In the “As Antigone – ” poems, which are lineated, Franklin sometimes speaks as the character Antigone, sometimes as herself, often blending the two together in a single poem. (In spite of the distancing “as” in the title, the “I” in these poems often feels unfiltered, like a voice crying out.) The “Memento Mori” poems are unrhymed sonnets, written as mourning poems for a diverse range of subjects, such as the polar bear in Central Park, bee colony collapse, the decline of the Stradivarius, the Virgin Mary. These also include poems written for people who have died or for people who have lost loved ones. There are also some lovely, appreciative poems addressed to her current husband, which take on an eerie quality since they appear under the Memento Mori rubric. The poems with the names of months are prose poems that provide a sense of time passing and are somewhat obliquely responsive to current events. (In these poems Franklin keeps referring to “the news,” reminding us that one’s personal story does not take place in a vacuum.) In addition, the month poems each contain quotes from writers and thinkers that function as reflective commentary on existential matters that the poet is wrestling with. Susan Sontag, Samuel Beckett, Hannah Arendt, Virginia Woolf, George Orwell, Paul Celan are just some of the people who make appearances. Franklin is especially good at blending these writers’ insights with her own or with ordinary details from her own life: “I watch light lace the trees. ‘The meaning of life is that it ends,’ Kafka wrote. At home, you bring me coffee in the mug smothered by Warhol’s outlandish poppies — purple, red, purple” (“October”).

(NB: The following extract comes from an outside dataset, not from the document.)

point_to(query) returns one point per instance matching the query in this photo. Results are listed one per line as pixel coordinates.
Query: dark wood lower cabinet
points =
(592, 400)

The three threads alternate with one another throughout the book; cumulatively, they give the collection an arc with a momentum and dramatic tension that build to a final, devastating “As Antigone-” poem: “I still want to believe.” The poem begins by voicing a wish to go back and change what happened; it includes references to the damage caretaking has done, and reaffirms her commitment to her child: “I will not walk away.” But it is also a poem that emphatically does not end with the poet making peace or finding solace. The final lines contain a disturbing allusion to Antigone’s suicide, bringing us back to Sophocles’ story of a house in ruin:

Constantly confused,
            your jagged voice
requests Christmas songs
all spring.  You shove
             words of grace
into my dry throat
and I sing.  I don’t need
            a bottle of pills,
white as sleep, to silence me.
Every ersatz saint knows
            endless sacrifice
is suicide.  For twenty years,
I have been disappearing.
             Touch me:
I am not even here.

The discordant language in the first three stanzas, juxtaposing “Christmas” with “spring,” “shove” with “grace,” “dry throat” with “sing,” aptly point to the disharmonious harmony between this mother and child. The switch to lyricism in the final stanza is at once shocking and risky. Is this another form of anger and/or self-pity? But if the poet’s intention is to shake the reader’s house, in choosing these words I think she has accomplished her aim. For me, the last stanza is an effective rendering of the loss of self that Franklin has been writing about all along. These final lines provide a beautiful pianissimo ending to a collection that is itself a Memento Mori, a warning, a proleptic requiem.